I was reading "Some Quantum Mechanical Properties of the Wolfram Model" by Gorard and technical introduction by Wolfram, and was trying to understand the construction of quantum evolution. I am not sure I am understanding it correctly at all.
At the end of the page 555-beginning of the page 556 Gorard writes:
Given our interpretation of the multiway system as a discrete analog of Some Quantum Mechanical Properties of the Wolfram Model https://doi.org/10.25088/ComplexSystems.29.2.537 (complex) projective Hilbert space, we may interpret rewrite relations as being linear operators $\hat{A}$ acting upon this space: $$ \hat{A}=\sumi{ei \hat{A}_i}$$ for basis vectors $e_i$ , and with each component operator $A_i$ yielding a corresponding eigenvalue $a_i$ when applied to the wavefunction ψ: $$ \hat{A}i\psi=ai \psi$$ where this wavefunction corresponds to a particular “branchlike hypersurface” in the multiway system, and the associated eigenvalue corresponds to the sum of path weights for a particular state or collection of states in some neighboring hypersurface (corresponding to the subsequent evolution step). Interpreting this rewrite relation as corresponding to some observable quantity $A$, it therefore follows that: $$ \hat{A} \psi = a \psi,$$ for some eigenvalue a, which itself corresponds to the measured value of $A$
I am not sure how exactly I should interpret this description. At first, I thought the description was trying to say something like this: branchlike hypersurfaces in the multiway graph correspond to the wave function, and each update corresponds to the application of the quantum operator $\hat{A}$, which multiplies the wavefunction by the number of paths from one hypersurface to the next. Then, when I saw that the commutator of two operators is imaginary, $i\hbar$, I concluded, that I must multiply the number of paths by additional $i \hbar$ (otherwise the commutator is integer). But then it stopped making sense to me again, because $\hbar$ has a specific units, and I would expect evolution operator to be unitless, which means, instead of $\hbar$ one must have a numerical constant. At this point, though, my thinking diverges with texts from Wolfram and Gorard, because none of them mentions any fundamental numerical constants.
I feel at this point I really need a help from someone, who understands realization of quantum evolution in Wolfram models. What is wrong and what is correct with my understanding?
As another example, we can also look at the Wolfram's description of quantum evolution (somewhat easier to interpret than Gorard's one):
But now we can make a potential identification with standard quantum formalism: we suppose that the Lagrangian density ℒ corresponds to the total flux in all directions (or, in other words, the divergence) of causal edges at each point in multiway space.

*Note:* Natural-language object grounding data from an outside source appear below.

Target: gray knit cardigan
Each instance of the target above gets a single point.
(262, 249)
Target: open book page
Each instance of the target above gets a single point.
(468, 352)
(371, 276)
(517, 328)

Unfortunately, there is no clear indication how one would exactly calculate an action from such description. It seems natural to think that the density ℒ is a property of nodes, and action corresponding to a path is a sum of ℒ over all nodes along the path. There is no direct confirmation of such interpretation in the texts, so I would like to get a confirmation that the interpretation is correct. And there is still a question of the arbitrary numerical constant that should be assigned to each path. Should I assume it to be equal to 1?